What is the right size for a Cloudflare Worker microservice?

A Worker should do one thing and own one domain of responsibility. Good boundary signals: if you'd want to deploy it independently, if it has its own failure mode, if it has meaningfully different caching or compute needs, or if a different team member should reasonably own it. For the PropTechUSA Consilium, each domain expert is a separate Worker because each has a distinct system prompt, temperature, and epistemic architecture — they fail independently, cache independently, and scale independently.

How do you handle shared state between multiple Cloudflare Workers?

Cloudflare KV for eventually-consistent reads (config, cached responses, rate limit counters). Durable Objects for strongly-consistent state that needs coordination (session state, locks). R2 for large object storage. The pattern to avoid: Workers calling each other synchronously in a chain — this couples them tightly and compounds latency. Service bindings allow Worker-to-Worker calls without going over the public internet, which is faster and more secure for internal communication.

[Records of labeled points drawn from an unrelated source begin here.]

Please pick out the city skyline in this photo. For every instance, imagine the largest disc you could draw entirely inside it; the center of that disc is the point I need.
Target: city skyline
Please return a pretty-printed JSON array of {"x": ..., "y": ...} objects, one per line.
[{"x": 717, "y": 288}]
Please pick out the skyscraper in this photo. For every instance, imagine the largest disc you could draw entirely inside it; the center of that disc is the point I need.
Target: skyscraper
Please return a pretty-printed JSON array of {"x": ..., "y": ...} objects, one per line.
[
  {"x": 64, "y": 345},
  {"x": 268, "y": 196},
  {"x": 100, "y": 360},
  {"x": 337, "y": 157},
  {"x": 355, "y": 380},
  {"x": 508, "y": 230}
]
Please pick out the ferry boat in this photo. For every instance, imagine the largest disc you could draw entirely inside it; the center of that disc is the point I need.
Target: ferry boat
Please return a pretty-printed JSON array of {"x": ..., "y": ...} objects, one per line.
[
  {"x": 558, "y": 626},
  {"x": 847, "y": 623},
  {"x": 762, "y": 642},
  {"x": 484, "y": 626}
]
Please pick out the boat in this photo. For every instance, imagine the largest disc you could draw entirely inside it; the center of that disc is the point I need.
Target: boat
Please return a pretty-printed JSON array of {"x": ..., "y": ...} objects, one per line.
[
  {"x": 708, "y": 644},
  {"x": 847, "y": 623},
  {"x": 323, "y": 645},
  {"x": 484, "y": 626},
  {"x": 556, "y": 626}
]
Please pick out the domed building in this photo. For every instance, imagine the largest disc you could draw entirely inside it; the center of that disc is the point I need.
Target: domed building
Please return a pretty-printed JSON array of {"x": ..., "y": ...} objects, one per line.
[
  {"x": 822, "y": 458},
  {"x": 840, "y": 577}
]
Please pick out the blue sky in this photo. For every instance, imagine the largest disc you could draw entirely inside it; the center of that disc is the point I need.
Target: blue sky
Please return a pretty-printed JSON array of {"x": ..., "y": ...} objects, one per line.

Does splitting into microservices increase cost on Cloudflare Workers?

No — Workers bill per CPU millisecond, not per deployed Worker. Having 11 Workers vs 1 Worker costs the same if the total compute is the same. The cost advantage comes from independent scaling and caching: each Worker only processes what it's responsible for, and prompt caching applies per-Worker so each domain expert's system prompt caches independently at 90% input cost reduction.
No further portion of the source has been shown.